I pointed out that what they were proposing as new British initiatives in the fight against cancer, appeared to be new initiatives only because there was little evidence that any of these proposals were already in existence. However, it was extremely unlikely that nobody had thought of these ideas before. And, if they had been proposed, surely the funding would have been available if the proposals had been viable? Certainly these ideas would have been an attractive proposition for Venture Capitalists if they were practical possibilities. The fact that these proposals weren't already in existence would seem to indicate that the cost and the practical problems involved had ruled them out as realistic approaches to improving the quality of patient care.

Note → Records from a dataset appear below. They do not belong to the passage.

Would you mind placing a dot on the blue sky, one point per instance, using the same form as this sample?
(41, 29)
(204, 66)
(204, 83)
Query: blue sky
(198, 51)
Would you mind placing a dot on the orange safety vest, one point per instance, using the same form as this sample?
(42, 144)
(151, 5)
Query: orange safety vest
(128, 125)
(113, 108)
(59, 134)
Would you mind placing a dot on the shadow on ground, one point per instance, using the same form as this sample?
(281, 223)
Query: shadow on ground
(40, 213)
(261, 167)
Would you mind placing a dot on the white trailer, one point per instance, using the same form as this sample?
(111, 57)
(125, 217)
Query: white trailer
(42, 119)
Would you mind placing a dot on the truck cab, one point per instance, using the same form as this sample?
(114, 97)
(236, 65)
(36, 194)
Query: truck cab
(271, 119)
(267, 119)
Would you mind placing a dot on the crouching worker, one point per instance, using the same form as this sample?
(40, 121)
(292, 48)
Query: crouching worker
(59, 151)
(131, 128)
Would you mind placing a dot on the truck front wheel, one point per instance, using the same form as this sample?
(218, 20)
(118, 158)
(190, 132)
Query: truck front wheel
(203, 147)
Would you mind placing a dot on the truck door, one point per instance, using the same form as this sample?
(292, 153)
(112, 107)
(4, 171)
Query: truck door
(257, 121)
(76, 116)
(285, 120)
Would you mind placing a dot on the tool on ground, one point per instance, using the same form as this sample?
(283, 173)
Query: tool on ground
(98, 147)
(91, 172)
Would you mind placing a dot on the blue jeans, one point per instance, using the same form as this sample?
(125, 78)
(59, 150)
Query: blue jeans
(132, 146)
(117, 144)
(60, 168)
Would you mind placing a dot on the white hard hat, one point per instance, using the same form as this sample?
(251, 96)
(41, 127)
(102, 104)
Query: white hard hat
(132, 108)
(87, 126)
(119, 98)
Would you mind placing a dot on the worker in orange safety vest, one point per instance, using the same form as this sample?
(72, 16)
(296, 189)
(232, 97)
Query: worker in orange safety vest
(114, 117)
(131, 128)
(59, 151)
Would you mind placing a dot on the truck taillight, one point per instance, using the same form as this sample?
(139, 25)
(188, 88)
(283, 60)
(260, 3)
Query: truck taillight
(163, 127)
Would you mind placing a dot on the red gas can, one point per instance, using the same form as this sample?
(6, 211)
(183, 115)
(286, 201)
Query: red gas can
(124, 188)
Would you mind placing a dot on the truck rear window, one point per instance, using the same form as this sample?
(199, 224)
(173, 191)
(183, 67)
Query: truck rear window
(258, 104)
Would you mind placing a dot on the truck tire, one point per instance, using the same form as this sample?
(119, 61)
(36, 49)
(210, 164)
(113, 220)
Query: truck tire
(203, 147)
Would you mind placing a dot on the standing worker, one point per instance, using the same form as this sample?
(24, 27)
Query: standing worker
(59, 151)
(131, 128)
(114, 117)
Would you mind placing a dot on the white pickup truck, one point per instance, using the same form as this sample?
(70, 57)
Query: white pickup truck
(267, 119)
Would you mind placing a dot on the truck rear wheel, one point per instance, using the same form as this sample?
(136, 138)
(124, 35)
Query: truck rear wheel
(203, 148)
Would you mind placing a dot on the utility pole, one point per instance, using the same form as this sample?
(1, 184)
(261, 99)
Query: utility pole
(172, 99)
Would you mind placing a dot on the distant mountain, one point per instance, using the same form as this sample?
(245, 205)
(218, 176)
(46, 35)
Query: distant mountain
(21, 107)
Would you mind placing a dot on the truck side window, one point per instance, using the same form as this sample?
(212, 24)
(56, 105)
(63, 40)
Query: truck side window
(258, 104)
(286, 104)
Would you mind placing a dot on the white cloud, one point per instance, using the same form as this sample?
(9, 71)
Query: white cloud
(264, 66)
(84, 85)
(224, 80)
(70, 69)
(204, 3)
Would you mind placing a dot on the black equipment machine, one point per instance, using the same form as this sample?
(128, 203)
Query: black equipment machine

The inescapable conclusion must be that an organised, server side approach cannot provide a solution. The only possible way for this information to be organised and made useful would be if it were possible to engage the coordinated help of millions of people, sharing the work such that each could look after just one small section of the database to keep it up to date and make sure that it interacts appropriately with all the other information in the database.

Here was a real world example to explain to Dan Winchester the need for a client side solution. If every patient handled their own data and if each could individually control the database to get results specific to them, then it would be possible to deal with this vast amount of volatile information and use it to make a difference to patient care and treatment.

The trick would be to get such a system into operation. Clearly, trying to organise such huge numbers of people would be an administrative nightmare. The only possibility of success is to create a self organising system of self motivated people, where people take part because it is in their best interests to do so.